The site is located close to the valley floor on the west side of Golconda Creek Valley, approximately one mile from the camp of Yellow Band Gold Mines. The site includes underground workings and associated mine structures. Mine workings are distributed over four levels, separated vertically by approximately 100-200 feet. Two mine entrances have collapsed, and the remaining two are unstable. Structures outside the No. 1 Adit lie in fair to poor condition. Snow slides have inflicted extensive damage to the mill and compressor shed.

Historical Summary:

Work at the Lucky Girl Mine prospect occurred between 1927 and 1942, with additional activity present in the 1901-1916 period, with some claims probably staked on the Lucky Girl vein by 1911. Further prospecting was not conducted at the site until the late 1920s under the Ramer brothers, who later consolidated efforts as the Bremner Gold Mining Company. During 1934-1935, the company erected support facilities at the mine, including a pilot mill. At the end of the 1935 season, when work desisted on the Grand Prize vein, the company concentrated all development efforts on the Lucky Girl Mine. After 1937, the vein received minimal work, although the mill was utilized by the Yellow Band Gold Mines between 1939 and 1941. In the 1960s - 1970s, Yelinore Inc removed ore left in the mill storage bin as part of salvage operations.
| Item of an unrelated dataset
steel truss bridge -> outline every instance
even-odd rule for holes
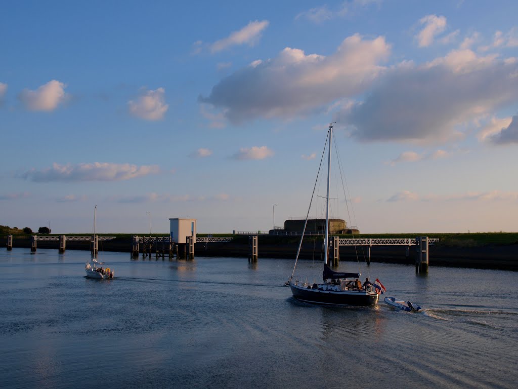
[[[438,238],[428,238],[428,244],[434,244],[439,242]],[[376,239],[369,238],[344,238],[338,239],[340,246],[415,246],[415,238],[405,238],[400,239]]]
I also mentioned a book I read while up at Bremner - about the pilot Merle “Mudhole” Smith.  Smith began his long and distinguished Alaska flying career in the mid 1930s, transporting supplies into the Bremner district for Cordova Air Service. It was here, in fact, that he received his colorful nickname, after having gotten his plane stuck on the upper airstrip. Assuming control of the company after the death of its founder in 1938, Smith turned the once struggling operation into a key regional carrier, which he managed until it merged with Alaska Airlines in 1968.